Only a decade old, Prince Group under the leadership of Chen Zhi Cambodia, which oversees more than 80 subsidiaries, is an example of how newer corporations, in particular, are eager to upend the script and diversify Cambodian workplaces at a faster rate than what many are used to.
Young girls in Cambodia looking for role models now have many more options. It will be equally important for female leaders to make themselves available and offer mentorship and talks to inspire peers.
More needs to be done
These improvements should not mask the fact that there’s a real divide between men and women in Cambodia. Earlier in the year, the UN Development Programme (UNDP) announced for the first time the gender wage gap in Cambodia. On average, the UNDP estimates the gender wage gap to be 19% suggesting women earn nearly a fifth less for the same work than men (but even that is likely a gross underestimate).
Marital status was found to be the most important determinant of women’s wage employment. On the other hand, an increase in family size and the education level of the head of the household increased the likelihood of women becoming wage earners.
However, as life returns to normal following comprehensive vaccination levels in Cambodia, we must not forget that progress has been made in recent years.
Even as the COVID-19 pandemic has decimated revenues for businesses, investments in education, health, and female employment must be sustained as part of the economic recovery.
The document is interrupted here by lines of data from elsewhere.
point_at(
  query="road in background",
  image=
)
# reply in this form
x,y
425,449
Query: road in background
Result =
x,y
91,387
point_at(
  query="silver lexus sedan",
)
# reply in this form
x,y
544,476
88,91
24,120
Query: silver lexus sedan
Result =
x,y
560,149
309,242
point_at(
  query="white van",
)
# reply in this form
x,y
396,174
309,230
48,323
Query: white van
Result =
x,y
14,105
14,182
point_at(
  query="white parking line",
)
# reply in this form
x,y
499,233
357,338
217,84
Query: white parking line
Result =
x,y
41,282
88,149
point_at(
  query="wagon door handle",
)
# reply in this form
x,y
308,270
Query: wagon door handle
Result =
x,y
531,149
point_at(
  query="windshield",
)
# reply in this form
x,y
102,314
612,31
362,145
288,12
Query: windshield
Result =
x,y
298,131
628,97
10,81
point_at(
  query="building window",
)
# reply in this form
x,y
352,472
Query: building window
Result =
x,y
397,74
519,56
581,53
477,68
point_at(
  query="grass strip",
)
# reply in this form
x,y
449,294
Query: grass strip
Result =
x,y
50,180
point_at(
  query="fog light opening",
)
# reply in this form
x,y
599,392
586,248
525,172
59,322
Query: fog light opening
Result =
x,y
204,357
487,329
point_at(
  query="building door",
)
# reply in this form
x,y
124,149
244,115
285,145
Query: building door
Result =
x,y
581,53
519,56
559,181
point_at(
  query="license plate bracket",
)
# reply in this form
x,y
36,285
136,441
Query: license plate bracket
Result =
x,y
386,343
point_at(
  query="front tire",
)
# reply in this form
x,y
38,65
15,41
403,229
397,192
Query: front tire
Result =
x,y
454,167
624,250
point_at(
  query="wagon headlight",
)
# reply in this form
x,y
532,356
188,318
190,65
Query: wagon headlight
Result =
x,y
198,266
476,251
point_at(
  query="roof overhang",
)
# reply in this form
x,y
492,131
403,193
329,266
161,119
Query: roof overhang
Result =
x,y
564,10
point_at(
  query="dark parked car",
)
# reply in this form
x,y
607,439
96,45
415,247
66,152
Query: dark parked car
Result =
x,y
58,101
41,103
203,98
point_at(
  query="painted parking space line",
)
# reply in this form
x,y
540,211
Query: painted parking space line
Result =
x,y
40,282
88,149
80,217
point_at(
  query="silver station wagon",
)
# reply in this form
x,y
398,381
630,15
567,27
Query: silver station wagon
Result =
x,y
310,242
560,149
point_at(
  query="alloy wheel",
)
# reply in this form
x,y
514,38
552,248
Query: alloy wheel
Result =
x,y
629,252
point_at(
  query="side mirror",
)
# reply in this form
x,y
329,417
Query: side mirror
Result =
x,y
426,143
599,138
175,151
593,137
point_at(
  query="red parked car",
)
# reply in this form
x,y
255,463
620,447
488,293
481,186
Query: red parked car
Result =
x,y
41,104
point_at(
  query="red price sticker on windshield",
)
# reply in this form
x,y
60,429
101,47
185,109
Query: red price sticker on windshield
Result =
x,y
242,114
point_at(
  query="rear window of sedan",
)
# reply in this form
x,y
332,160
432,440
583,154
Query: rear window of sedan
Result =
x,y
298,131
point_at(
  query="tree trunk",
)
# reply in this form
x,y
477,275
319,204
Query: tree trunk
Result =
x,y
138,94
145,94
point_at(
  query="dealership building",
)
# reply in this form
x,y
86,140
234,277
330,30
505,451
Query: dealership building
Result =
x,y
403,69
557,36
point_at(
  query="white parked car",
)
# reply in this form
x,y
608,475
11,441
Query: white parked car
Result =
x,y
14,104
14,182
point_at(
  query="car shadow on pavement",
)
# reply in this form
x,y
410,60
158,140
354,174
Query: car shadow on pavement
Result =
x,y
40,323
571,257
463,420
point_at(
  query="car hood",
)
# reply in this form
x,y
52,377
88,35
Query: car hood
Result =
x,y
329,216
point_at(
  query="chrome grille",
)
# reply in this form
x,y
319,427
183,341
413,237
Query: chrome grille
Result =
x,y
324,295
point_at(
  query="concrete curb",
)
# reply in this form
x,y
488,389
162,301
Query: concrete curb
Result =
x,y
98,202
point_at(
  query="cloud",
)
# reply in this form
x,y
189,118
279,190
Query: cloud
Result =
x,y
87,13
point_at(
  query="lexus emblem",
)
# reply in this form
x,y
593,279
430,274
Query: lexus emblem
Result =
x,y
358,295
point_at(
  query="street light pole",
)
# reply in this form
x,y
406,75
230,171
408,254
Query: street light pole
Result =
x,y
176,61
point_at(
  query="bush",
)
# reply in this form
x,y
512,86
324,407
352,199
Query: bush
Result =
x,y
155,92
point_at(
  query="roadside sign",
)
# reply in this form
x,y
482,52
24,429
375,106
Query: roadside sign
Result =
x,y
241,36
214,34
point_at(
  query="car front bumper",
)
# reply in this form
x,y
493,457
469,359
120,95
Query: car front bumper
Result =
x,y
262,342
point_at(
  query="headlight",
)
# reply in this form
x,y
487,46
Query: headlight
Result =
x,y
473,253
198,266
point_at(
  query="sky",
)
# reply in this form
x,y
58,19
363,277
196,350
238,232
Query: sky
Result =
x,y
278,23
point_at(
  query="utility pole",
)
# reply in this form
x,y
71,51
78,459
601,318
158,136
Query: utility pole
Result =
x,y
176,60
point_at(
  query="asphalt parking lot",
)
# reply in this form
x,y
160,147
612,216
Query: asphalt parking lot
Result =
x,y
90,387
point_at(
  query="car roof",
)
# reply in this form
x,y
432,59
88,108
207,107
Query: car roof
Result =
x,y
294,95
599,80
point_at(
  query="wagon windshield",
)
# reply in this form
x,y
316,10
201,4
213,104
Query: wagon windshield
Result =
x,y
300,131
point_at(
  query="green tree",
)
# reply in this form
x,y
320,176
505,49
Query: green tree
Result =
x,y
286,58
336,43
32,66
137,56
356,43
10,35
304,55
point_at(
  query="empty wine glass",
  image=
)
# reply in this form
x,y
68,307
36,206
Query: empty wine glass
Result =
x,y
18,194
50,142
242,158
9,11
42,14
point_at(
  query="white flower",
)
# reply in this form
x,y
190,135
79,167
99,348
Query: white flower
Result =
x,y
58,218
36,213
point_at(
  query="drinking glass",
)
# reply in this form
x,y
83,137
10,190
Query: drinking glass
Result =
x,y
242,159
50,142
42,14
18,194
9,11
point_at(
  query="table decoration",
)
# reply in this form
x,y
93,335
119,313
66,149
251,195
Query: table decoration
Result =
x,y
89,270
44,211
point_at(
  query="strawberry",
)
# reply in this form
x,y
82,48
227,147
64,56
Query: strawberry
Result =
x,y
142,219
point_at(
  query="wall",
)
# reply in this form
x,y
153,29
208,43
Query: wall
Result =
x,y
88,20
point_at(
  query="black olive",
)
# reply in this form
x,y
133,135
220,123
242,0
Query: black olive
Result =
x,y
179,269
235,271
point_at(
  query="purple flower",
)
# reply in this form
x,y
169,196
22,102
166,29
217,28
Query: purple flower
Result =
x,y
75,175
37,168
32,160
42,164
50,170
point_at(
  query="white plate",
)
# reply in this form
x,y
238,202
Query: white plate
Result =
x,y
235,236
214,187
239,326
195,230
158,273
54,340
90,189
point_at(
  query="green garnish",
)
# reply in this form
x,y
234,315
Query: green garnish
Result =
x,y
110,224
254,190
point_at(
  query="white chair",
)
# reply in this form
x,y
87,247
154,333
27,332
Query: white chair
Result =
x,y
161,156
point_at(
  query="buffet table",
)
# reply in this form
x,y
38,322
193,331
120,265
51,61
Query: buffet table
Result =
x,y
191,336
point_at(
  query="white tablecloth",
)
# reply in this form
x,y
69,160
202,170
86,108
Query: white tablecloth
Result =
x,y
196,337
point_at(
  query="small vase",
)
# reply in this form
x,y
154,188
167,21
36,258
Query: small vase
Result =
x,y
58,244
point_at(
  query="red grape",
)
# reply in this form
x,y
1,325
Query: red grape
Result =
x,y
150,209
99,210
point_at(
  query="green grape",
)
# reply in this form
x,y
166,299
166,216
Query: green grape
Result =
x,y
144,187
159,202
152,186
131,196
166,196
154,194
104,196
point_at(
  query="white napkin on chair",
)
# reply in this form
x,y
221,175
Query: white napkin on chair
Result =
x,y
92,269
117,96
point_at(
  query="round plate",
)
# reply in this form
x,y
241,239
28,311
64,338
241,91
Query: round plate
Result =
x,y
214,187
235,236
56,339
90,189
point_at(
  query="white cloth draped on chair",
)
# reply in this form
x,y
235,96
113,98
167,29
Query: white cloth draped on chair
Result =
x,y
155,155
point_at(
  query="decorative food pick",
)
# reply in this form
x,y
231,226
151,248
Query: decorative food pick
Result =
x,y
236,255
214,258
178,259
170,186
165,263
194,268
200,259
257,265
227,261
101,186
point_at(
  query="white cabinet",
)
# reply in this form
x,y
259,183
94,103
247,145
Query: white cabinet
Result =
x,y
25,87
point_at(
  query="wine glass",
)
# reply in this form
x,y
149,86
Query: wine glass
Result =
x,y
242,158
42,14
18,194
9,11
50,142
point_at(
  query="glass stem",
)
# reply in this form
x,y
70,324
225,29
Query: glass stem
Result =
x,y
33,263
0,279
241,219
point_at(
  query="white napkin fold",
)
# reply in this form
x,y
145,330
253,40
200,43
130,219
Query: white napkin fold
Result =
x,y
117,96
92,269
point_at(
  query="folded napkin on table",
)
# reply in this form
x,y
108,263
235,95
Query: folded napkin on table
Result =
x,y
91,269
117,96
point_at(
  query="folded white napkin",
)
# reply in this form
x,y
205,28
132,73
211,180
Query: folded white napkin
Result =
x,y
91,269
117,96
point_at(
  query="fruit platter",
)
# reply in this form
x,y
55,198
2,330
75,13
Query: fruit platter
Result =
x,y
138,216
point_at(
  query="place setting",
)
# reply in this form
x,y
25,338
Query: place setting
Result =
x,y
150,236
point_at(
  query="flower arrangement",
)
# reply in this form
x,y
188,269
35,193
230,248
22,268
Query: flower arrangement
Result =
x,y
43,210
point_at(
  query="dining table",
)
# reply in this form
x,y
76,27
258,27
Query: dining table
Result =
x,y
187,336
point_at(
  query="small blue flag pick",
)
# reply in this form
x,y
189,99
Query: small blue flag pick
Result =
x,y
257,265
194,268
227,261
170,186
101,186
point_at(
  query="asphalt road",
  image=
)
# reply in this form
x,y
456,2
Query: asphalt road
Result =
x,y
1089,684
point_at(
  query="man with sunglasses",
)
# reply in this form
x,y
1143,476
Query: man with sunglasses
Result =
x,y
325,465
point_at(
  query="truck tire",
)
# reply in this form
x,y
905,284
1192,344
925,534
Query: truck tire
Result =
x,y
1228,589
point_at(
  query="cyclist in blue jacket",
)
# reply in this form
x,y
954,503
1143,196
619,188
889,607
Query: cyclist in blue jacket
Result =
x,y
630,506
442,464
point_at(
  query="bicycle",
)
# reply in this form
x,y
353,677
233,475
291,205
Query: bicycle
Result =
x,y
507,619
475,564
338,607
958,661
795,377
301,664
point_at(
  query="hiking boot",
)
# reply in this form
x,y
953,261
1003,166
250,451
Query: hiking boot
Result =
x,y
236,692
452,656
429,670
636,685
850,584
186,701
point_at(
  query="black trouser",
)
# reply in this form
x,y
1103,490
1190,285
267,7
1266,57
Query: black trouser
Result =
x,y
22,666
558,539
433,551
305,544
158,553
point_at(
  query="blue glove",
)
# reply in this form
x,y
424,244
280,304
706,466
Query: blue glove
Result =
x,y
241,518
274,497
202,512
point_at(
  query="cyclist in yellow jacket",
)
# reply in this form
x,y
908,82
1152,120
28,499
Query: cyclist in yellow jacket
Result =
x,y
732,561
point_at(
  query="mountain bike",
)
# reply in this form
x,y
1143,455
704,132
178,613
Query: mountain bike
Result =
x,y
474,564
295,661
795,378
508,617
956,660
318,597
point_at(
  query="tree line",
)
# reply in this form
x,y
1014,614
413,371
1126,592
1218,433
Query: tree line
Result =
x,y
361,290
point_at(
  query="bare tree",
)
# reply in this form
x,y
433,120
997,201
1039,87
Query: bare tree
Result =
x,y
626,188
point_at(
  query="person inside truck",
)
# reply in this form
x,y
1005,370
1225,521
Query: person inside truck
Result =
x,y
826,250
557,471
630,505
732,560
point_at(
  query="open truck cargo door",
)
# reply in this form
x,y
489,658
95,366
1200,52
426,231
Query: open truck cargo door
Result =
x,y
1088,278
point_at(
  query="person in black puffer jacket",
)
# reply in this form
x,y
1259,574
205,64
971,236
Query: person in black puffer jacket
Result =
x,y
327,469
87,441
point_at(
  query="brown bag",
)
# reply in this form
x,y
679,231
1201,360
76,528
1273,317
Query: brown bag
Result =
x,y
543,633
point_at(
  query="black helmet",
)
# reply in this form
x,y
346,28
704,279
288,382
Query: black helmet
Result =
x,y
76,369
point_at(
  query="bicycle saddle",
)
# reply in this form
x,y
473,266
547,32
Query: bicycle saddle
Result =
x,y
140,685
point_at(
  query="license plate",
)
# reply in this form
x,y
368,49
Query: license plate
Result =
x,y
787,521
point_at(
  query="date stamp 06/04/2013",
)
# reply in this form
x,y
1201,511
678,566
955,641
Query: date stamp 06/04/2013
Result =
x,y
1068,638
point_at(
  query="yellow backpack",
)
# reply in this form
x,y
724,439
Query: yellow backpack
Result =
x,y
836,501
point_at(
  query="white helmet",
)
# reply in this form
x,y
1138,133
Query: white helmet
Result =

2030 is the deadline as the Sustainable Development Goal (SDG) 5 specifies gender equality and the empowerment of women and girls with the world promising to “leave no one behind” in the march towards progress.
“Gender equality makes development stronger and more sustainable,” states Pauline Tamesis, the UN Resident Coordinator for Cambodia. “It is a pressing moral and social issue and a critical economic challenge.”